The programmers brain

1 Cognitive processes in programming

  • Confusion is acceptable for a while when you start to work in a new domain. Not knowing the meaning of a concept and trying to read complex code are distinct ways of confusion. Each relates to a different cognitive process.
  • Three ways of confusion:
    • A lack of knowledge:= issue in long-term memory (LTM)
      • e.g., not knowing the meaning of an operator.
      • The relevant facts are insufficient in your LTM.
    • Lack of information:= issue in short-term memory (STM)
      • e.g., not knowing the inner workings of a function.
      • STM stores information temporarily.
    • Lack of processing power:= issue in working memory
      • You cannot process the entire execution despite an educated guess.

memory.png

  • Three cognitive processes:
    • Long-term memory:= a computer’s hard drive
      • LTM is involved in everything we do.
      • e.g., writing binary search requires you to remember
        • the abstract algorithm
        • the syntax of the programming language (PL)
        • how to type on a keyboard
    • Short_term memory: a computer’s RAM or cache
      • e.g., keywords, variable names, and data structures when reading a program.
      • The estimated size of an STM is not more than a dozen of items.
      • STM is emptied when you solve the problem.
    • Working memory: a computer’s processor
      • You do tracing and other cognitively complex tasks here.
        • Tracing is the mental compiling and executing of code.
      • You form new thoughts, ideas, and solutions here.

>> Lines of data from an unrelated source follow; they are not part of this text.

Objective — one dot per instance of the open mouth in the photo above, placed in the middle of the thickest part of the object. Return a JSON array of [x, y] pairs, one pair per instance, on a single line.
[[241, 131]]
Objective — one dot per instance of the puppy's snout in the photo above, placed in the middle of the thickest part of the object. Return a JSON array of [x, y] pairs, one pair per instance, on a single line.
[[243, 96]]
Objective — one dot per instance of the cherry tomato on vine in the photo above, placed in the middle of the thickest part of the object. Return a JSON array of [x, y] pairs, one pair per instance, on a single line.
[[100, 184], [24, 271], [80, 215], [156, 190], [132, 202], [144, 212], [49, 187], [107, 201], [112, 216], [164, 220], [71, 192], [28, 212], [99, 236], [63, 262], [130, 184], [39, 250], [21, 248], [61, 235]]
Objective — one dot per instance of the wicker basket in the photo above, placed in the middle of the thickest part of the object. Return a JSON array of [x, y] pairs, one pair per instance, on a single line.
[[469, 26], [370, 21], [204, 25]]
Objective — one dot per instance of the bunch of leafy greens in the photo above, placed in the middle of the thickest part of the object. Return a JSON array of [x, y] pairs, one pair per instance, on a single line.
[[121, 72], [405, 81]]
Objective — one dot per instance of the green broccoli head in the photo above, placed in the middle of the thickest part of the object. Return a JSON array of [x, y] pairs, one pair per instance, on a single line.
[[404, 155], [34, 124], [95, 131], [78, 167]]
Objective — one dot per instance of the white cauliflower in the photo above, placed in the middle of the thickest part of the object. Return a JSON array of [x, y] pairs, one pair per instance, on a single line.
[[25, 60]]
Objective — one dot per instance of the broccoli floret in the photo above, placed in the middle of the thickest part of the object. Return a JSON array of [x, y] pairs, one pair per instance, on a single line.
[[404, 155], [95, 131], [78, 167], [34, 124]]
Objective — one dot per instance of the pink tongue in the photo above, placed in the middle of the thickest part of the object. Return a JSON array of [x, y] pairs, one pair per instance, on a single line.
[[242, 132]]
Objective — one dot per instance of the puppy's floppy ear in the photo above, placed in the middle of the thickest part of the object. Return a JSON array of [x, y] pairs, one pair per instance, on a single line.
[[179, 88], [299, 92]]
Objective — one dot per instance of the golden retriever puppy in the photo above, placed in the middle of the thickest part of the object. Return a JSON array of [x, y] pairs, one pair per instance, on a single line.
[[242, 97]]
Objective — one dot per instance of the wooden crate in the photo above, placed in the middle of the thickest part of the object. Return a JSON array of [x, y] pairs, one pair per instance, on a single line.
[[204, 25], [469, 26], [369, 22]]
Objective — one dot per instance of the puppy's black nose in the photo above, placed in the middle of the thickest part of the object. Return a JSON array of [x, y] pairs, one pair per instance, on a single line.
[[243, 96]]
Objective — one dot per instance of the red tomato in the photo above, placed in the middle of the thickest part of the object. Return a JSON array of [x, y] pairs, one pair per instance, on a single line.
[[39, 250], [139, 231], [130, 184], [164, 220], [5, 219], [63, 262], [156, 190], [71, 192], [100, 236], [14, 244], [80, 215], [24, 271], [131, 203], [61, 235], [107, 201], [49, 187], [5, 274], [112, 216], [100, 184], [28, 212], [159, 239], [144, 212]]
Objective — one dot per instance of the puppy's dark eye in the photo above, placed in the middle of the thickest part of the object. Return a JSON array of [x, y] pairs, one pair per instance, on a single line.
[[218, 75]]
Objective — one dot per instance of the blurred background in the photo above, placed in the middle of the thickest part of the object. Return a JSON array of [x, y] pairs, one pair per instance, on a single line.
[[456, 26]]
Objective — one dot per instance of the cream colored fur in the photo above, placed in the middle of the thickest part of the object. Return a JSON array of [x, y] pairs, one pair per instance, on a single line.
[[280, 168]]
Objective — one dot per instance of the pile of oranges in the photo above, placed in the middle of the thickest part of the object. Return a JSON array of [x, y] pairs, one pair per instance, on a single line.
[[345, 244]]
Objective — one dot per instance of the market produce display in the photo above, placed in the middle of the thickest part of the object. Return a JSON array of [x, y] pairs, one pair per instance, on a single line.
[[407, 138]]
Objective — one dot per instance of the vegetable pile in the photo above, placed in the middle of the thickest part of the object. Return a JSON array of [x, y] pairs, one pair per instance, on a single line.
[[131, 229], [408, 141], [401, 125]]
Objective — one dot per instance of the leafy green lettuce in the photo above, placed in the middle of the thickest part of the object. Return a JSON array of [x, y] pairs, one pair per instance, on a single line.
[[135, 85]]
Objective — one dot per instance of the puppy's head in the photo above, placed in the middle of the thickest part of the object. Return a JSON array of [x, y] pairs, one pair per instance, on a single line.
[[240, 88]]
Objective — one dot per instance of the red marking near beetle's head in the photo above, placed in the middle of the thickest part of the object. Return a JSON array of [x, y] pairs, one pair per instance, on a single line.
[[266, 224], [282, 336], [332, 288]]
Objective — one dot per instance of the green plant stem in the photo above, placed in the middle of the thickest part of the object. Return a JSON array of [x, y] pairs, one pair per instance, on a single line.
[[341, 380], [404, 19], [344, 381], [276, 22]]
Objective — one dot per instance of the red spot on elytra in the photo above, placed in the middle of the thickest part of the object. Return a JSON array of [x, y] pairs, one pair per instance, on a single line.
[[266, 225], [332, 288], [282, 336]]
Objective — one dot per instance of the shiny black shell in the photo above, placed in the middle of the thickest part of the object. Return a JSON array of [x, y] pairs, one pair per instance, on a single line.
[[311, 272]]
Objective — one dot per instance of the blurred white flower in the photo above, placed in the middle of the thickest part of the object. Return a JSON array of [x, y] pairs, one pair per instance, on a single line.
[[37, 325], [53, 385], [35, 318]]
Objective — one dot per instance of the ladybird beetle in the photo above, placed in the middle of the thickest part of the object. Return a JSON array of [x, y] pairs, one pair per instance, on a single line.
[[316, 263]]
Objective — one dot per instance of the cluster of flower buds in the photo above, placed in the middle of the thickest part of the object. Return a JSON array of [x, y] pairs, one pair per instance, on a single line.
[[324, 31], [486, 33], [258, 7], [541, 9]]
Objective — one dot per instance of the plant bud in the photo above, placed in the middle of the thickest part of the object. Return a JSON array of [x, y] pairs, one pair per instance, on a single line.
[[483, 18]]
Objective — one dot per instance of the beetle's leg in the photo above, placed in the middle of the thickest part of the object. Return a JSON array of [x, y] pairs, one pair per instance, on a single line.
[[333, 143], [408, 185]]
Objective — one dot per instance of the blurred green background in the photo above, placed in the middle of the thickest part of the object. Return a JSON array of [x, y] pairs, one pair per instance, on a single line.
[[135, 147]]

2 Read code quickly and get a sense of its workings

  • STM and LTM

    • Information passes through sensory memory before it reaches STM.
      • Each of the five senses has its cache in the sensory memory.
      • iconic memory is for the sense of sight
        • You can remember more information about code than you can process in your STM. Code at a glance exercise will help you gain an initial image of the code.
          • Look at the code for a few seconds, then remove it from sight and try to answer the following questions:
            • What is the structure of the code?
              • Is the code nested deeply, or is it flat?
              • Are there any lines that stand out?
            • How is whitespace used to structure the code?
              • Are there gaps in the code?
              • Are there large blobs of code?
    • STM first stores information when you read code.
      • The time and size (2-6 things) limit STM to remember the information. You can use chunking for more, such as design patterns.
        • STM and LTM collaborate to overcome STM’s size limitation.
    • LTM
      • syntactic knowledge of PL
      • know the algorithm before
    • Lack of practice makes code reading harder.
  • Code reading

    • We often read code to
      • add a feature
        • the right location to implement
      • find a bug, and
        • the location of a specific bug where you last edited the code
        • how a certain method is implemented
      • build an understanding of a large system.
  • Chunking

    • When you read new information, your brain tries to divide the information into recognizable parts called chunks.
    • If you want to write code that is easy to chunk, make use of design patterns.
    • To deliberately practice chunking, actively try to remember code. Ask yourself:
      • Which parts did you produce correctly with ease?
      • Are there any parts of the code that you reproduced partly?
      • Are there parts of the code that you missed entirely?
      • Do you understand why you missed the lines that you did?
      • Do the lines of code that you missed contain programming concepts that are unfamiliar to you?
      • Do the lines of code that you missed contain domain concepts that are unfamiliar to you?
  • Comments

    • Add comments for your junior developers. Beginners focus more on comments.
  • Beacons

    • They are parts of a program that help a programmer understand what the code does.
      • Simple beacons are self-explaining syntactic code elements, such as meaningful variable names.
      • Compound beacons do not offer much insight into the code, but together they do. For instance, a for-loop can be a compound beacon because it contains the variable, the initial assignment, and the increment and the boundary values.
    • Ask yourself:
      • What beacons have you collected?
      • Are these code elements or natural language information?
      • What knowledge do they represent?
      • Do they represent knowledge about the domain of the code?
      • Do they represent knowledge about the functionality of the code?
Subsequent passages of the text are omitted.